Well, death has no home within the loving communion of the Father, Son, and Holy Spirit.  The rift that human sin has brought about between God and humanity cannot exist in the loving communion of God.  God raised Jesus from the dead vindicating him, proving that God is righteous and faithful because God is Love.  In the very being of Jesus the Christ the rift has been healed.  In him God and humanity are in communion as God intended.  For now, Jesus has taken resurrected and healed humanity back into God and has sent the Holy Spirit to be with and in us so that we are united to God and are partakers of Jesus resurrected and healed humanity.  It is not enough to say that we simply have restored fellowship with God.  Rather, it is more accurate to say we have communion with God in Jesus the Christ because we are grafted to Jesus by the Holy Spirit.  Indeed, God has reconciled us to himself in Christ Jesus.  

Jesus’s uniting our sin-laden humanity to himself and dying with it has forever changed things for the whole of the creation.  Paul says, “…we are convinced that one has died for all; therefore all have died.”  In Christ all of humanity has died and has available to it in Christ the new life of his resurrection.   All who are in Christ indeed are a new creation.  By sending the Holy Spirit into us Christ unites us to himself and the Holy Spirit begins the work of healing in us that began when in, through and as Jesus of Nazareth God the Son became human.  God will complete this healing when he raises us from the dead just as he raised Jesus.  For now, just as Jesus lived his earthly life with the struggle of two wills within him-the human and the divine, so also we live and experience life that way.  And as he enjoyed friendship with his Father in the Spirit so we enjoy the friendship of God forever.  It’s all the result of God’s doings, not our own.  

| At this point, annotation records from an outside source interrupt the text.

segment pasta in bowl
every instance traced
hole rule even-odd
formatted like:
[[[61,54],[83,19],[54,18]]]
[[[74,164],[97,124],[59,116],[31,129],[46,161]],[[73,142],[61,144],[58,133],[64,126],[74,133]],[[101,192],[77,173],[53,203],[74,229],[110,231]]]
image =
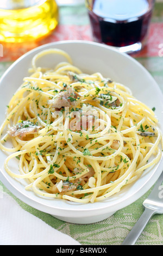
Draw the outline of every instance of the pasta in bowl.
[[[37,66],[45,54],[66,62]],[[124,85],[84,73],[67,52],[49,48],[12,97],[1,128],[6,172],[39,196],[81,203],[103,200],[158,163],[162,135],[154,111]],[[12,148],[5,143],[10,141]],[[8,166],[18,160],[20,173]]]
[[[0,88],[0,179],[32,207],[96,222],[161,174],[162,95],[130,57],[92,42],[53,42],[16,61]]]

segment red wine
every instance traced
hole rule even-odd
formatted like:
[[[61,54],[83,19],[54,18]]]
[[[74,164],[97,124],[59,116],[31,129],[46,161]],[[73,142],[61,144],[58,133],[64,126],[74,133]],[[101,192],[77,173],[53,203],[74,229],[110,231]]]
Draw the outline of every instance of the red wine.
[[[154,2],[93,0],[89,15],[95,40],[120,47],[143,42]]]

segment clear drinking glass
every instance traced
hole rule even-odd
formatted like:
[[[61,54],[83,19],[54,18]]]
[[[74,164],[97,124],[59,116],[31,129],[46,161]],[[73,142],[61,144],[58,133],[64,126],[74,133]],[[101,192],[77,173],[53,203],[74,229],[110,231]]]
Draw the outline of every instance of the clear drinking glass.
[[[58,23],[55,0],[0,2],[0,41],[28,42],[49,34]]]
[[[146,44],[154,0],[86,0],[94,40],[135,53]]]

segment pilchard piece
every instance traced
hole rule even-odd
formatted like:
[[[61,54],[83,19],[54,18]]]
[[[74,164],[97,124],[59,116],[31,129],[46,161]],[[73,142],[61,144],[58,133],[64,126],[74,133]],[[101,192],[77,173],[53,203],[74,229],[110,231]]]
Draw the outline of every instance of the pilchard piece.
[[[82,77],[79,75],[76,74],[72,71],[68,71],[67,73],[68,76],[70,78],[70,80],[73,83],[76,83],[77,82],[84,82],[85,80],[82,78]]]
[[[20,138],[23,138],[27,135],[37,133],[40,128],[41,126],[37,126],[34,123],[21,121],[11,127],[8,133],[10,137],[18,136]]]
[[[59,182],[56,183],[52,187],[52,192],[54,193],[59,193],[59,191],[57,187]],[[61,191],[60,193],[65,193],[70,191],[74,191],[76,190],[78,184],[73,184],[69,181],[64,181],[61,186]]]
[[[141,132],[138,131],[137,133],[142,137],[150,137],[150,136],[154,136],[155,133],[154,132]]]
[[[71,86],[64,87],[60,92],[52,100],[48,101],[52,108],[60,109],[62,107],[74,106],[80,95]]]
[[[104,100],[105,102],[107,102],[108,104],[111,104],[117,100],[117,97],[111,95],[106,95],[106,94],[100,94],[100,97],[102,100]]]

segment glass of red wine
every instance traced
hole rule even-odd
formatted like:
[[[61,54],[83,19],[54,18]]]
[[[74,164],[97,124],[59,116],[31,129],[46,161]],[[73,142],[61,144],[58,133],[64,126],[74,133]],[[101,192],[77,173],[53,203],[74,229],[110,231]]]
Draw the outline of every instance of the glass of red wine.
[[[94,41],[134,53],[147,43],[155,0],[85,0]]]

Reality for the whole creation has changed because God has put us into friendship with himself through Jesus Christ in the power and presence of the Holy Spirit with and in us.  Things are different now since Jesus lived, died, was raised, and sits at the right hand of the Father.  We no longer have to look at our own little realities in the same way.  We can have hope, the hope of knowing that God is our friend and is working his loving will in us and in the details of our lives.  God isn’t out to get us.  Rather, God is making us his friends.  He wants to listen, to comfort, to have fun, simply to enjoy every moment of our lives with us.  He’s working to heal us of the hurts that we live with.  We just have to accept his friendship, draw near to him, and start living in the New Reality, the New Creation, the New Humanity that he has created in, through, and as Jesus the Christ and let God heal us.  Amen.